Когда наступило время обеда, в гостиной накрыли длинный стол, сделанный из связанных друг с другом досок, — первым за стол сел Чемён, вокруг него расселись мальчики. Я занял место напротив Чемёна, а Малой — рядом с ним. Мама принесла здоровую кастрюлю суджеби[3] и стала разливать его по тарелкам, а Мёсун — расставлять тарелки на столе. Наконец мама с Мёсун уселись в конце стола и принялись за еду. Для суджеби замешали лопаткой жидкое тесто из пшеничной муки и ложкой порционно налили его в воду, где оно разбухло, сделав блюдо похожим на клейкую мучную похлебку. Мука, видать, тоже была не самой лучшей, потому что суп получился мутно-желтым. Никакого ароматного бульона на анчоусах тут не было и в помине. В воду просто добавили соевого соуса и порезали немного тыквы — то, что получилось, с трудом можно было назвать «суджеби». Но перед Чемёном поставили миску белого риса. Все — и мама, и Мёсун, и Малой — ели суджеби, но Чемён, единственный, получил рис. Из закусок были только пересоленные листья свежей капусты, щедро заправленные молотым острым перцем. Чемён взял было ложку, но, поколебавшись немного, обратился ко мне:
— Ты сегодня наш гость, махнемся?
Стоило ему это сказать, как я почувствовал на себе десяток ледяных взглядов. У меня волосы на голове зашевелились от напряжения.

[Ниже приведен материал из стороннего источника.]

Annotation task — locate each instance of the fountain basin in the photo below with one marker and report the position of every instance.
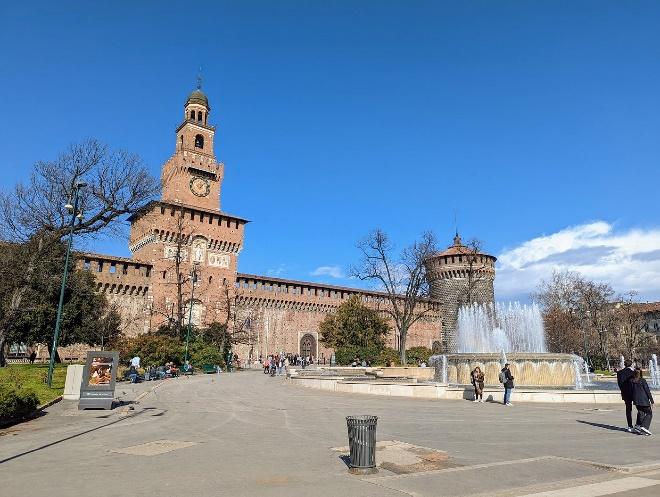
(534, 369)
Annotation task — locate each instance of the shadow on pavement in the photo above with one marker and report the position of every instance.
(2, 461)
(601, 425)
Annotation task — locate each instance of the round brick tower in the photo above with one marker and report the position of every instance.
(459, 276)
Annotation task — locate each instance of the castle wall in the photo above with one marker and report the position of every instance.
(126, 285)
(283, 311)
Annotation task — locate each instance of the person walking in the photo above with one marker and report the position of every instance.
(643, 400)
(623, 377)
(506, 378)
(478, 383)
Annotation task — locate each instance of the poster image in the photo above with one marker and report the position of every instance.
(100, 370)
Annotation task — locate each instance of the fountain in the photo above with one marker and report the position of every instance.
(587, 373)
(490, 335)
(578, 375)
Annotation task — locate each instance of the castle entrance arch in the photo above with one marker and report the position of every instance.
(308, 345)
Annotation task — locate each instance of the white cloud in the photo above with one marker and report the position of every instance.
(627, 260)
(332, 271)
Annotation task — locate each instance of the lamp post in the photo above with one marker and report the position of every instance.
(193, 276)
(75, 214)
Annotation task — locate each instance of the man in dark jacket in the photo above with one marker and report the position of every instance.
(643, 400)
(508, 384)
(623, 377)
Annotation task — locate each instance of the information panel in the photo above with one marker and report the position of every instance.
(97, 390)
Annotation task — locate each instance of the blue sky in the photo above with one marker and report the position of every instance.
(536, 123)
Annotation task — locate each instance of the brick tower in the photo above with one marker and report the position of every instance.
(459, 276)
(187, 224)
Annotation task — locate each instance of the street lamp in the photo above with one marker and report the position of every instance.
(75, 214)
(193, 276)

— Да нет, я лучше суджеби.
Чемён сразу принялся жадно есть, а мальчишки теперь вперились глазами мне в тарелку. Рис достался тому, кто обеспечивал существование всей семьи, это было его священное право. До сих пор не могу забыть ту сцену.
Когда у нас в лавке жарили закуски омук, бывало, что некоторые не получались — разваливались или выходили неровными, тогда отец брал такие щипцами и складывал в углу стола. Он замешивал тесто, а две сестры, которые у нас работали, наливали нужное количество теста в квадратные формы и легким, доведенным до автоматизма движением бросали изделия в чан с кипящим маслом, который стоял около рабочего стола. Отец вылавливал всплывающий на поверхность потемневший омук, налево откладывал тот, что шел на продажу, в дальний правый угол отбрасывал развалившиеся куски, а мать, в свою очередь, аккуратно складывала и пересчитывала товар, раскладывала омук по коробкам в соответствии с заказами и принимала покупателей. Целыми днями в лавке с шумом работал огромный вентилятор, который был нужен, чтобы охлаждать омук.
После школы мы с братом утоляли голод развалившимся горячим омуком, который отец отложил в сторонку. Наевшись, мы, тыкая пальцами один в другого, хихикали над нашими лоснящимися от масла физиономиями. Нашей обязанностью было расфасовать отложенный матерью омук по несколько штучек и угощать им тех, кого нужно было отблагодарить или с кем нужно было подружиться. Мы непременно заходили к старичку, который собирал оплату за воду с нашей семьи и с тех, кто работал на рынке, к сборщикам мусора, к охранникам. Иногда мы приносили омук и семье Чемёна, в такие дни у мальчишек — чистильщиков обуви был настоящий пир. Вскоре мы с братом стали уважаемыми людьми. Взрослые первыми заговаривали с нами, спрашивали, как дела в школе и куда мы направляемся. Когда один из нас появлялся у чьих-нибудь дверей перед ужином, хозяйка дома, широко улыбаясь, говорила, что благодаря нам у нее теперь голова меньше болит о том, чем накормить семью.
В выходные дни отец частенько по просьбе других торговцев писал письма в государственные учреждения, потом про это прознали жители всей округи и приходили к нему, чтобы он заполнял за них документы. Как выяснилось позже, нашу лавку называли не «закусочной», а «школьной». И, кроме прочего, так было потому, что я был одним из двоих на всю округу школьников. Кроме меня в школу ходила только Чха Суна, дочь хозяина местной лапшичной.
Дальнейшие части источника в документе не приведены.